Conclusies van partijen
- 13.
- Verzoekster concludeert dat het het Gerecht behage:
de Commissie te veroordelen tot vergoeding van de schade die zij heeft
geleden en nog steeds lijdt ten gevolge van het feit dat het saldo van de in
de factuur beschreven diensten nog steeds niet is betaald;
de Commissie eveneens te veroordelen tot betaling van de interesten sedert
de vervaldag van het saldo totdat dit wordt voldaan;
de Commissie te verwijzen in de kosten.
- 14.
- De Commissie concludeert dat het het Gerecht behage:
het beroep te verwerpen;
verzoekster te verwijzen in de kosten.
Ten gronde
Argumenten van partijen
- 15.
- Verzoekster merkt op, dat de Commissie volgens de overeenkomst binnen twee
maanden na overlegging van een factuur tot betaling dient over te gaan.
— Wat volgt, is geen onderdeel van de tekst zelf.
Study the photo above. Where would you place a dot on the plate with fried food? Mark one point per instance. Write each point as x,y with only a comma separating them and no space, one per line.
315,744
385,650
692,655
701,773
Deze
termijn mag enkel worden overschreden in geval van een betwisting inzake de in
de factuur bedoelde prestaties of wanneer de factuur en de documentatie
onvolledig zijn (artikel 7.2 van de overeenkomst).
- 16.
- In casu is de factuur opgesteld op 6 maart 1997. Op de dag waarop het
onderhavige beroep is ingesteld, was zij evenwel nog steeds niet betaald, hoewel er
geen sprake was van een betwisting als bedoeld in artikel 7.2 van de overeenkomst.
- 17.
- Aangezien de Commissie haar contractuele verplichtingen niet is nagekomen en
geen formele verklaring voor de vastgestelde vertraging heeft gegeven, vordert
verzoekster vergoeding van de door haar geleden schade, zijnde het bedrag van de
onbetaalde factuur, vermeerderd met de interesten sedert het verstrijken van de
termijn van twee maanden na ontvangst van de factuur.
- 18.
- Verzoekster beklemtoont, dat haar geen schendingen in het stadium van de
voorbereiding van de overeenkomst kunnen worden verweten; zij had toen een
volledige en waarheidsgetrouwe documentatie overgelegd, zowel betreffende de
datum van haar oprichting, haar vermogenssituatie als het beroepsverleden van
haar bestuurders.
- 19.
- Wat de uitvoering van de overeenkomst betreft, betwist verzoekster niet dat de
oprichting van een databank, hetgeen een van de onderwerpen van de
overeenkomst was, niet is verwezenlijkt. Dit zou evenwel een gevolg zijn van het
uitdrukkelijk verzoek van de medecontractant. De wetenschappelijke opdrachten
waren op uitdrukkelijk verzoek van de ambtenaren van het EBC uitgesteld tot de
tweede fase van de overeenkomst. In wisselwerking daarmee was verzoekster belast
met administratieve taken die steeds meer beslag op haar tijd legden, zoals blijkt
uit een brief van de Commissie van 28 mei 1996, getiteld Nota aan het personeel
van het [EBC] Er is dus geen sprake van een gedeeltelijke niet-uitvoering van de
overeenkomst door verzoekster, maar van de uitvoering van andere taken op
verzoek van de medecontractant.
- 20.
- In die omstandigheden is volgens verzoekster de betaling van het saldo voor de
prestaties betreffende de eerste fase van de overeenkomst gerechtvaardigd en
legitiem, aangezien het saldo betrekking heeft op een vervangende activiteit die
verzoekster op uitdrukkelijk verzoek van de medecontractant heeft uitgevoerd.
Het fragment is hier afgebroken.